Say like you are a sincere practitioner and want to follow the eight limbs sequentially like a staircase–not proceeding to the next limb until you have “mastered” the previous. Then you meet a formidable challenge like the Yamas. The first Yama is ahimsa (non-harming). On your way to your practice, you accidentally step on a bug, injuring it. Can you proceed to the next limb? What about telling the truth (satya), not stealing (asteya), staying sexually continent (brahmacharya), and not being greedy (aparigraha)? Then what about the Niyamas of saucha (internal and external cleanliness), santosha (contentment), tapas (ardor for practice), svadhyaya (self study), and Ishvara pranidhana (complete surrender to God)? If you had to master one limb before proceeding to the next, it would most likely take several lifetimes to qualify for Asana!

We have to keep in mind that the aim of Yoga is to still the citta. So living in observance of these ethical guidelines is highly conducive for stilling the mind. Imagine doing the exact opposite. What if you harmed others, lied, steal from others, had multiple sex partners, and were stingy and greedy. Your mind would be all over the place.

My point of view is that the first four limbs of Yoga: Yama, Niyama, Asana, Pranayama are things one can do externally to still the citta. The next two limbs: pratyahara and dharana are things one can do internally to still the citta. The last two limbs: Dhyana and Samadhi are what Yoga does to the practitioner who correctly and steadfastly practices these concepts.

The first four limbs, Yama, Niyama, Asana, and Pranayama, are called the bahiranga (the pursuit of external purity), pratyahara (detachment form the senses), and dharana (concentration) are called the antaranga (the pursuit of internal purity), dhyana (meditation) and samadhi (illumination) are called the antaratama (the pursuit of the Soul).

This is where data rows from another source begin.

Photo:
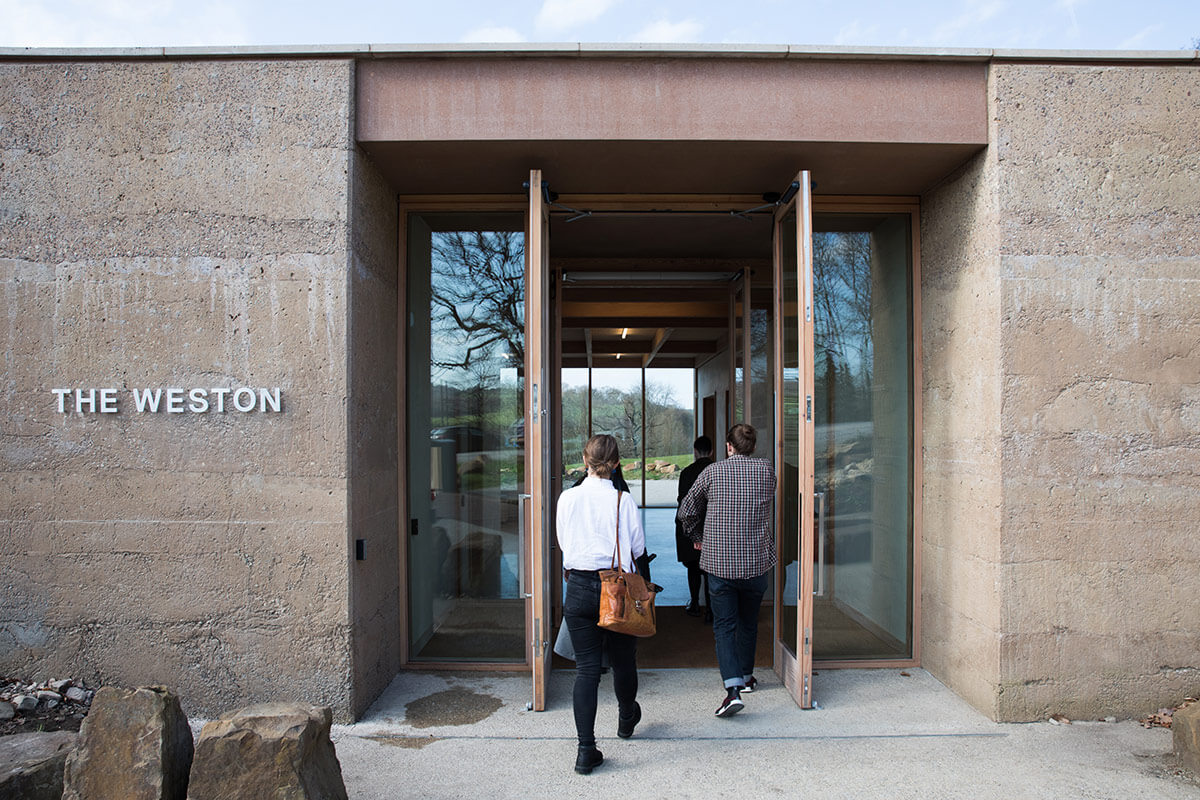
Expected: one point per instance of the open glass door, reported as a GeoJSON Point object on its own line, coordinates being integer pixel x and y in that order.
{"type": "Point", "coordinates": [538, 439]}
{"type": "Point", "coordinates": [795, 453]}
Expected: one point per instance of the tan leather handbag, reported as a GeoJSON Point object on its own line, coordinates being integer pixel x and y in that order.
{"type": "Point", "coordinates": [627, 600]}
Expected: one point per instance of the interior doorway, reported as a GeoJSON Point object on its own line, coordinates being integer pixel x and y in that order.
{"type": "Point", "coordinates": [636, 287]}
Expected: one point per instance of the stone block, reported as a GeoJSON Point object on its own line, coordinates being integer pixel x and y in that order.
{"type": "Point", "coordinates": [1186, 737]}
{"type": "Point", "coordinates": [275, 750]}
{"type": "Point", "coordinates": [31, 764]}
{"type": "Point", "coordinates": [135, 745]}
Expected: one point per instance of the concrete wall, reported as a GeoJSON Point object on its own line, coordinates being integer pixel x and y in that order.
{"type": "Point", "coordinates": [177, 224]}
{"type": "Point", "coordinates": [1061, 298]}
{"type": "Point", "coordinates": [1099, 278]}
{"type": "Point", "coordinates": [960, 396]}
{"type": "Point", "coordinates": [375, 581]}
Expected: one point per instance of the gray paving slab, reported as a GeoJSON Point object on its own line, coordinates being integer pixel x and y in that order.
{"type": "Point", "coordinates": [876, 734]}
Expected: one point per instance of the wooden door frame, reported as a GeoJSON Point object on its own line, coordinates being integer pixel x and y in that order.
{"type": "Point", "coordinates": [516, 203]}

In the West we like “goals.” Rather than viewing the eight limbs as a goal with Samadhi being the prize, I like to view the eight limbs as a toolbox one can use to get the mind to quieten. If there are any sincere “goals” of yoga, they would be to practice daily, and not be attached to things of with the ego identifies itself (abhyasa and vairagyam).

What if you were not able to practice Asana? Your practice would be to follow the Yamas and Niyamas to create stillness in the mind. What if your mind was too busy to focus on Pranayama?  Your practice would be Asana. These are examples of slotting in and slotting out limbs like gathering tools from a toolbox to quiet the mind.

Can you practice several limbs at once? Of course! When doing a sincere pranayama practice, you are already following the Yamas and Niyamas easily. You are in supported Savasana or a seated position and are therefore practicing Asana. B.K.S. Iyengar used Asana as a focus point to amplify the other limbs, just as Gandhi used the Yamas of ahimsa and satya to liberate India from the West.

The take home message here is whenever the mind is not quiet, Patanjali says you have access to many tools to make it quiet. Then you can see your true self and all your splendorous radiance.

Have a great weekend!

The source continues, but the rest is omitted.